色んな考えや後悔で、儂の頭の中はいっぱいになった。
「ちょっと考えれば、少し手を指し伸ばせば、また違った結果になったんじゃな……」
子供たちと戯れているうちに、退屈だった隠遁生活が、アホらしくなるほど賑やかになった。
………
……
…
「見かけのわりに、良い腕をしてるのぅ」
「ふふ、褒めたって何も出ませんよ?」
あれから6日、奇麗に修復されたぴっぴを抱いて、寝息を立てるさっちゃんに布団をかけるババァ……いや、婦長。
「山田さんも、すっかり子供たちと打ち解けていますね」
「ふん、何とでも言え、単なる暇つぶしじゃわい!」
儂は、そそくさと病室を出ていく。
「さて、と……」
儂は、子供たちの検診が終わると、目いっぱい遊んでやることが、日課となっておった。皆が眠った後、儂は中庭で煙草をふかすのを一日の締めとしている。
「ふぃ~、落ち着くにはこれが一番じゃのう……」
「山田さん、ちょっといいかしら?」
中庭に、婦長が姿を現す。
「なんじゃい? 煙草はガキンチョの前では吸っておらんぞ?」
「私にも、一本もらえるかしら?」
「はぁ?」
とち狂ったのか? このババァ! お前さんは看護婦のボスじゃろうが?
「別にいいでしょ? 私だって看護婦の前に、一人の人間ですよ?」
「む……まぁいいか、これをネタに、色々要求できそうじゃな」
悪態をつきながら、煙草を一本渡し、マッチで火を点けてやった。 ストレスもあるんじゃろう、物凄く美味そうに吸いおるわ……。
「ふぅ~本当にありがとう、感謝してもしきれないわ……」
「煙草一本で大げさな、何を企んでおるんじゃ?」
「違うわ、子供たちの事よ」
婦長は、紫煙を吐きながら語った。 あの3人以外にも子供はいたらしいが、ある日を境に、次々と原因不明の発作で亡くなり、あの3人だけになったと……。 不安になる3人を見かねて、院長に詰め寄るも、子飼いのチンピラに追い払われるのが関の山だったと……。

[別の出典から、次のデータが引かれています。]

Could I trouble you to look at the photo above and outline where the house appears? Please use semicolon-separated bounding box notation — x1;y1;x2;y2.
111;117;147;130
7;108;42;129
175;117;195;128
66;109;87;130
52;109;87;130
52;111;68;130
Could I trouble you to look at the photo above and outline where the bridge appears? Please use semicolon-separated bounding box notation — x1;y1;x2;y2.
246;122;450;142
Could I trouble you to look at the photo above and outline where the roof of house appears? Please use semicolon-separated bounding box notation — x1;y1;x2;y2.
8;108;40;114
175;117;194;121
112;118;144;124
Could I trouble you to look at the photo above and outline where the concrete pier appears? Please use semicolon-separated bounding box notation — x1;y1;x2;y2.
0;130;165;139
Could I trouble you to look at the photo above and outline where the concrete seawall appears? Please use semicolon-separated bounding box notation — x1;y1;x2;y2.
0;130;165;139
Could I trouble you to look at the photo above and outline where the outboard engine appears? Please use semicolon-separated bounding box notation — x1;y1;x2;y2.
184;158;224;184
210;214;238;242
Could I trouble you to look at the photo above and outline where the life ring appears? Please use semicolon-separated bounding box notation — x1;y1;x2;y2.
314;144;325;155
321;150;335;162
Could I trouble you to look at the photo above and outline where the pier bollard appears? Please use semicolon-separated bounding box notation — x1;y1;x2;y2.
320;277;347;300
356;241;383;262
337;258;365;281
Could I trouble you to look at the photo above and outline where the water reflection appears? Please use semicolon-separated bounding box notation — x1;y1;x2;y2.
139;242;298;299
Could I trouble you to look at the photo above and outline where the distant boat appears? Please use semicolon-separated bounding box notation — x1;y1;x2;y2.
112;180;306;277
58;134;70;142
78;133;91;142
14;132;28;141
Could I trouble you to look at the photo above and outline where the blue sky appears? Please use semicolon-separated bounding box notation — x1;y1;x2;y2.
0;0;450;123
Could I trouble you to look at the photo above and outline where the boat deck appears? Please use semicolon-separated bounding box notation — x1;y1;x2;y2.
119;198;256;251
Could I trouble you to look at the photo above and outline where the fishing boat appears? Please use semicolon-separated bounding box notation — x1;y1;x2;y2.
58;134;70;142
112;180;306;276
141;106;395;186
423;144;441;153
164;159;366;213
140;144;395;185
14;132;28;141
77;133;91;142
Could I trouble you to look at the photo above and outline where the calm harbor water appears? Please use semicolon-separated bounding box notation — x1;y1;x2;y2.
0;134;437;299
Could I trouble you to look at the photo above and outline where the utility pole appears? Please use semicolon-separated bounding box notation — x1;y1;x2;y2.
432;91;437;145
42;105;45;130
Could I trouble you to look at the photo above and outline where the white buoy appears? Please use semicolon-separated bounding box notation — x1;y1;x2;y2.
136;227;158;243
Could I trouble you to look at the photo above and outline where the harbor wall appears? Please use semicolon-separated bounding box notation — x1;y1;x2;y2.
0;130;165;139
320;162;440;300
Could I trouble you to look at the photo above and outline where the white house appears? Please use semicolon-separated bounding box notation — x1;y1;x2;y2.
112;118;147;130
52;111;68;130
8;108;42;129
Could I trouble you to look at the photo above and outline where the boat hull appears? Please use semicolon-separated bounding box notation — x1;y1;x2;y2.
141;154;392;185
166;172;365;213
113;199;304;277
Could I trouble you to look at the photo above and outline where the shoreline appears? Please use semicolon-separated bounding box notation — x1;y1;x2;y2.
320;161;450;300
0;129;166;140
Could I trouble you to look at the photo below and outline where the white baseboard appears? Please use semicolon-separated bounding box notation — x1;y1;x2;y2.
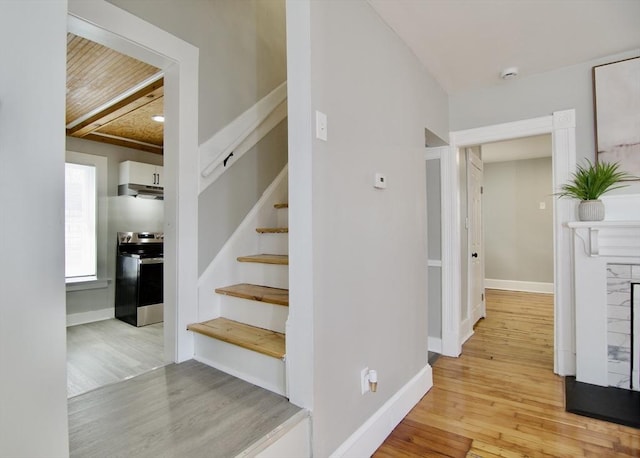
67;307;114;327
330;364;433;458
427;337;442;354
484;278;553;294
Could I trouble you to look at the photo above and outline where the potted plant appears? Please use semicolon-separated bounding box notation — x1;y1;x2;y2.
556;159;636;221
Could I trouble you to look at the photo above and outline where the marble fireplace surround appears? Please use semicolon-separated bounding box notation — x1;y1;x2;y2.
567;194;640;389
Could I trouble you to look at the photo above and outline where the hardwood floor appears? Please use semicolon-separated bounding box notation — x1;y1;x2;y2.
67;319;165;397
374;290;640;458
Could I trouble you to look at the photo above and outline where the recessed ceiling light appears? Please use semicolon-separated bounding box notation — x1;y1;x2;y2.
500;67;518;80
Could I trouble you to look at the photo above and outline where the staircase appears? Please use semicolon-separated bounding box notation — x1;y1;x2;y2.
187;203;289;396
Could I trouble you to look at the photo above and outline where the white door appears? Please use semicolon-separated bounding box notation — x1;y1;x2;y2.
467;148;486;326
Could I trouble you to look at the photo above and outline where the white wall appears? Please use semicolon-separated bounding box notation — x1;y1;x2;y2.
66;137;164;316
287;1;448;456
0;0;68;458
449;48;640;193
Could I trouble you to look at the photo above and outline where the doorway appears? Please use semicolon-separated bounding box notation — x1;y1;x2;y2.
68;1;198;372
442;110;576;375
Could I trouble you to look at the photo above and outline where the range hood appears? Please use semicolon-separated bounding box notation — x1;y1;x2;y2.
118;183;164;200
118;161;164;199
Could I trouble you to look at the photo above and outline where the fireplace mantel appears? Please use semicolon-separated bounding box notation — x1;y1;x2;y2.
567;220;640;386
567;221;640;258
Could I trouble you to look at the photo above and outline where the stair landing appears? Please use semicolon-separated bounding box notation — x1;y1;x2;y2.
187;318;286;359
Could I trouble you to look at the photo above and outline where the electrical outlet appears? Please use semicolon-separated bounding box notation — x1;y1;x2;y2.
360;367;370;394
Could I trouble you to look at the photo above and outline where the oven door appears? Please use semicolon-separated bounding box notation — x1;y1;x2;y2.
136;258;164;326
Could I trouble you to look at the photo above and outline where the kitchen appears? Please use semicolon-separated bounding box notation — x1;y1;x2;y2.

「そういえば、気にもしなかったが、子供が減っておるな」
「変でしょ? すべて事故で片付けられて、親御さんたちも、不思議と文句を言わないのよ?」
「はぁ? 益々、けったいな話じゃのう……血も涙もない、人情もないという事か?」
人を殺しまくった儂が、ソレを言っちゃぁお終いじゃがな。
「人身売買……してるみたいなのよ……」
「な? おいおい! ここは病院じゃろう?」
「そうよ、そう思って、今までやってきたのよ……なのに、私見たのよ……」
婦長は涙を流していた、いつも笑顔を絶やさないあのババァが……。
「馬久瑠院長は変わったわ……」
……あの、うさん臭い院長は、戦争が終わる直前からおかしくなっていったそうな。
それまでは、医療にも精力的に活動していたらしいが……。
設備、人員、環境……徐々に病院としての機能を失い、死者が出ても騒ぎにすらならない。

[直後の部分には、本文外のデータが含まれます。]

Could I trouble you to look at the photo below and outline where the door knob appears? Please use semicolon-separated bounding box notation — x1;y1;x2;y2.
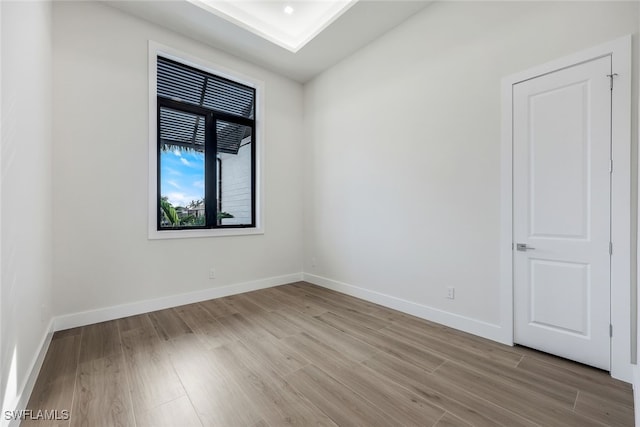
516;243;535;252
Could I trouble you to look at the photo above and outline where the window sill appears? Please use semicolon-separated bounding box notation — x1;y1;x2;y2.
149;228;264;240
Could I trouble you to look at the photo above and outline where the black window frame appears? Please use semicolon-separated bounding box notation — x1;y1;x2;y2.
156;55;257;232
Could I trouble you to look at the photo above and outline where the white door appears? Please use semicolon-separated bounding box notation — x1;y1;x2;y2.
513;56;611;370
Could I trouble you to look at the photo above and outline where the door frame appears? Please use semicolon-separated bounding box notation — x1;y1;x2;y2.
500;35;632;382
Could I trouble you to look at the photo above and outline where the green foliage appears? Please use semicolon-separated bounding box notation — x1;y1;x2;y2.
160;197;180;227
160;196;233;227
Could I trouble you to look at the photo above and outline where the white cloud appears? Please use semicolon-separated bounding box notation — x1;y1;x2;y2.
166;168;182;176
163;191;202;206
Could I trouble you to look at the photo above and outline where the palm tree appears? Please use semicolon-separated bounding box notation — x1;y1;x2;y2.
160;196;180;227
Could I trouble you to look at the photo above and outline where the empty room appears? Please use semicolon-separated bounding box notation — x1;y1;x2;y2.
0;0;640;427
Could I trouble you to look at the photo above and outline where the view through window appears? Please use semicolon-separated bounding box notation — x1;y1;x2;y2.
157;57;256;230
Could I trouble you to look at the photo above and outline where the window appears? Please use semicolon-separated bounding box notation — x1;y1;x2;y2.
150;55;259;237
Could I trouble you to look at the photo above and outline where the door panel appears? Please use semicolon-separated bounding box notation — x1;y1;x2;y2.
513;56;611;370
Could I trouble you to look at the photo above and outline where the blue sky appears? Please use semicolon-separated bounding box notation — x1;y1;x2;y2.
160;150;204;206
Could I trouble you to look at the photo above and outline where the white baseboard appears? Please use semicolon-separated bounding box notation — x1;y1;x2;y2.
303;273;513;345
631;365;640;427
53;273;302;331
0;319;54;427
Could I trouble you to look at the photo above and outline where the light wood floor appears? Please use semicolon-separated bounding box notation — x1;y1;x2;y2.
22;283;633;427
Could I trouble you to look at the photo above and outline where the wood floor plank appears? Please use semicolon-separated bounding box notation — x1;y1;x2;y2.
513;344;632;393
136;396;202;427
287;365;397;427
308;354;445;426
575;391;635;426
386;320;523;366
518;356;633;408
216;313;270;340
213;346;335;426
198;298;237;319
317;313;445;370
71;353;135;427
26;282;634;427
280;332;357;369
263;286;327;316
380;324;578;409
149;309;193;340
244;289;283;311
21;334;80;427
434;412;471;427
51;327;82;340
169;335;272;427
220;294;266;317
363;353;535;427
286;282;403;321
121;326;185;415
244;336;309;376
258;311;302;338
117;314;153;332
175;304;238;349
281;310;376;361
80;320;121;363
433;361;601;427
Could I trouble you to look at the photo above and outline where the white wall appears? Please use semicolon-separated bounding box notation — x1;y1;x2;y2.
304;2;638;330
0;1;52;423
53;2;302;314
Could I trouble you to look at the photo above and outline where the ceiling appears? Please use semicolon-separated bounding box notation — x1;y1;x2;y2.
105;0;431;83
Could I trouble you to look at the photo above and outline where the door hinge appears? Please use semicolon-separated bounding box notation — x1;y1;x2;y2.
607;73;618;90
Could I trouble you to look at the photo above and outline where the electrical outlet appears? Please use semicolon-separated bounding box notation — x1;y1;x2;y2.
447;287;456;299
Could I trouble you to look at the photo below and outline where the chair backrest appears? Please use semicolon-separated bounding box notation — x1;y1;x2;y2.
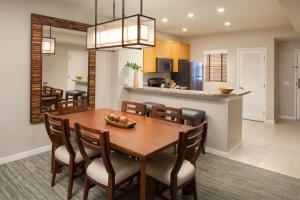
44;113;75;159
43;86;53;95
152;106;182;123
171;121;207;184
52;88;64;99
75;123;115;184
58;99;88;115
122;101;146;115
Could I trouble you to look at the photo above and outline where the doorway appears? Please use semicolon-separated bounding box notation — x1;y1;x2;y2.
295;49;300;120
238;48;267;121
67;51;88;91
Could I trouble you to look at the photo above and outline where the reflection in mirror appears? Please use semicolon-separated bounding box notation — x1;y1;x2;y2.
41;26;88;112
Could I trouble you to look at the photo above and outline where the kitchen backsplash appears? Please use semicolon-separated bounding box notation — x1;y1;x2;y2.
143;72;171;85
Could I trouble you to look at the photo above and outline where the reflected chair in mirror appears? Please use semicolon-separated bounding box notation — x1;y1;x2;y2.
41;86;64;112
121;101;146;116
147;122;207;200
151;106;182;123
75;123;140;200
58;99;88;115
44;113;96;199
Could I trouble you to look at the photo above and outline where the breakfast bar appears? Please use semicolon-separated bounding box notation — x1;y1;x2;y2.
125;87;250;157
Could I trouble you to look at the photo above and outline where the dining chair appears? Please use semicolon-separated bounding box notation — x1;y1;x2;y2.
44;113;97;199
75;123;140;200
121;101;146;116
58;99;88;115
152;106;182;123
151;106;182;154
147;122;207;200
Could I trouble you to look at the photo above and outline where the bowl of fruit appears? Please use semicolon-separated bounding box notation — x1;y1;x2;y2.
105;114;136;128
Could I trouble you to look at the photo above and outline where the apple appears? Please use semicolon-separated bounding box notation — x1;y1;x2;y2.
115;115;121;122
108;114;115;121
120;116;128;124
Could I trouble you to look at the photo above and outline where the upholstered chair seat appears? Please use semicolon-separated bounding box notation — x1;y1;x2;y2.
55;140;97;164
86;152;140;186
147;152;196;186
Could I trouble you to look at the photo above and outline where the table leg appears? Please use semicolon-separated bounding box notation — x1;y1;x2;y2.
140;158;146;200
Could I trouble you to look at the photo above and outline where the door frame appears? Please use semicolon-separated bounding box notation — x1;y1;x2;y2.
237;47;268;123
293;49;300;120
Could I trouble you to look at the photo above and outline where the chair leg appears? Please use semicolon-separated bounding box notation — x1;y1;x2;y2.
68;164;74;199
51;145;54;173
192;178;198;200
107;187;114;200
51;159;59;187
170;187;177;200
83;177;90;200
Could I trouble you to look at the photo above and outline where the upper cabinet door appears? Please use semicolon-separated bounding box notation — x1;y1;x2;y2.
179;43;191;60
163;40;174;59
170;41;180;72
143;39;190;72
155;39;164;58
143;47;156;72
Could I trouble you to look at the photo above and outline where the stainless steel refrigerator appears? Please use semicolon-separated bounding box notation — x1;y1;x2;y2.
171;61;203;90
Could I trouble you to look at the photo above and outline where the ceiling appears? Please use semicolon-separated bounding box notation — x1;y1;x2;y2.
279;0;300;33
51;0;292;37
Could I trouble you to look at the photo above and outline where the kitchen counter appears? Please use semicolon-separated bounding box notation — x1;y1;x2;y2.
122;87;250;156
125;86;250;100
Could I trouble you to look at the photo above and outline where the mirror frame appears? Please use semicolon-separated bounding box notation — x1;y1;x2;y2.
30;14;96;124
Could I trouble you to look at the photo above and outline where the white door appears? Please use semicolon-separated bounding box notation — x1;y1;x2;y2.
296;49;300;120
67;51;88;90
238;48;266;121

しかし、昔からあるという、唯一の病院は、未だに運営を許されていたという。
婦長は、ある日、入院患者の母親が、院長から多額の金を受け取ったのを見たという。
その日から、母親はろくに見舞いに来ることはなく、若い男と遊び歩いてるという話だ。
「病弱だったお子さんを、ここに預けて、その直後に旦那さんが事故で亡くなって……保険金や遺産で沢山のお金が入ったらしいけど、家まで売ったって……」
「そういうのは……保険金詐欺、とかいうやつじゃったか? そりゃぁ、子供が可哀想じゃのう……」
「それが、幸恵ちゃんの母親ですよ……」
「は? はぁ……成程のう、そりゃぁ、あのぬいぐるみを、大事にするわけじゃな」
「孝之君と、健介君も似たような境遇ですよ……。 寂しさを隠す様に虚勢を張って、それでも幸恵ちゃんを護る様にしている姿は……」
「あの2人がのう……」
「6日前、山田さんに出会ってから、あの子たちは自然に笑ってました……」
「こんな、ジジイに懐くのは変じゃと思っとったよ……」
昔は、一睨みで子供なんかビビって近寄りもせんかったのにのう。 6日前のアレはやり過ぎたかの?

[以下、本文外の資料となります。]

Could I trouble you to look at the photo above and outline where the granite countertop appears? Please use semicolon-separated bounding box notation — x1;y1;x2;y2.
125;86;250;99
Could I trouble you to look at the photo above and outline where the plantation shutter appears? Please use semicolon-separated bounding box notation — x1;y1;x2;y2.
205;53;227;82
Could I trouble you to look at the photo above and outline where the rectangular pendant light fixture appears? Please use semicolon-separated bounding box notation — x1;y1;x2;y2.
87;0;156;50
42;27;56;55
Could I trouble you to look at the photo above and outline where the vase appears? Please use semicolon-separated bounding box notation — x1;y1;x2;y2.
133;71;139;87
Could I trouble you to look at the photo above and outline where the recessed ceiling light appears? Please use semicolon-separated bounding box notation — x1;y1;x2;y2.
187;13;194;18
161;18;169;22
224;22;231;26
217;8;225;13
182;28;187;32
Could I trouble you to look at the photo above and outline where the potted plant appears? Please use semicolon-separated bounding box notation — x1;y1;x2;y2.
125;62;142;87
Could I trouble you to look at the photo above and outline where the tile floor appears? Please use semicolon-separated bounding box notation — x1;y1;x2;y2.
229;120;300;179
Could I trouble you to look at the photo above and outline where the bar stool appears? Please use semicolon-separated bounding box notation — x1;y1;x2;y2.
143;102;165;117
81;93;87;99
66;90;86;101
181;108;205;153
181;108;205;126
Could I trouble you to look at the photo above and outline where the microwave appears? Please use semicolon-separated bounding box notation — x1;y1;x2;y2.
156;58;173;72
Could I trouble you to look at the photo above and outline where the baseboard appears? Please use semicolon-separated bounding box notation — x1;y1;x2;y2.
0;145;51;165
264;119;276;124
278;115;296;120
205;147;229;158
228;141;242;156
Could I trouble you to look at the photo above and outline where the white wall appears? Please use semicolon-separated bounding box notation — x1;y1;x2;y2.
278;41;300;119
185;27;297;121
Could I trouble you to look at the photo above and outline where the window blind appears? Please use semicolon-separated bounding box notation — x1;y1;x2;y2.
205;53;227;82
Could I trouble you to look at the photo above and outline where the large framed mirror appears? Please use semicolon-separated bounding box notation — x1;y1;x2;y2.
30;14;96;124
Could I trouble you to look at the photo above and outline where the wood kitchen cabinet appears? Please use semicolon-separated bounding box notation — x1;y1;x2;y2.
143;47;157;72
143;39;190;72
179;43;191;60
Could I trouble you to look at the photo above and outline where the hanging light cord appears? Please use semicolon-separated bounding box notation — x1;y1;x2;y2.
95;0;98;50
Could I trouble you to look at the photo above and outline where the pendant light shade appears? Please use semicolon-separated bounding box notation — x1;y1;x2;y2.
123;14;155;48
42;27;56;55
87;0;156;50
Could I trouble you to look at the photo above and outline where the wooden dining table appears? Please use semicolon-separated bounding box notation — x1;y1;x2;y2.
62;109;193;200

「これでもう、思い残す事はありません……だから、感謝しています」
「カッカッカ、まるで、ここを辞めるような口ぶりじゃのう」
「ええ、もう辞表は出しましたし、引き継ぎも終わっています」
「……はいい? 冗談じゃ……ないようじゃな」
「うちの娘がね、都会の方に嫁いでて、こんなさびれた町じゃなくて、向こうの病院に勤めればいいってさんざん言われててね、でも、子供たちが気になっていたんだけど……」
「儂に押し付けて、都会でひと花咲かせようということかい……」
「ええ、それに……」
「うん?」
「都会の大きい病院や、医療機関の人たちなら……ここの現状を相談できるでしょ?」
……いやはや、まいったのう、このババァ、結構したたかだわい!
「やれやれ、儂が生きてるうちに、何とかしてくれるんじゃろうな?」
「ふふふ、山田さんなら、殺したって、死にそうにないじゃぁないですか?」
「言うてくれるのう」
まぁ、ここまで、想いを吐露されては、儂も少し調べてみるかのう……あの医院長、この間”ボイラーが寿命”だからとか言って、儂から資金援助を受けておったな……。
「まぁ、元気でのう」
「子供たちをお願いします……それと、若い子のお尻ばっかり触ってはいけませんよ?」
儂と婦長は、別れの挨拶代わりにしっかりと、そして力強く握手をした。
「ああ、だが……後者に関しては”絶対にNO”とだけ言っておくわい」
………
……
…
数日後、婦長は沢山の看護婦や、患者に見送られ、馬久瑠医院を去った……。
ガキンチョたちも泣きながら見送っていた。
……それが、あの婦長を見た……最後の姿だった……。
………
……
…
書こうかどうか迷いましたが、もやもやするよりかは”書いてしまえ”と、山田のじーさんとさっちゃんの出会いを書いています。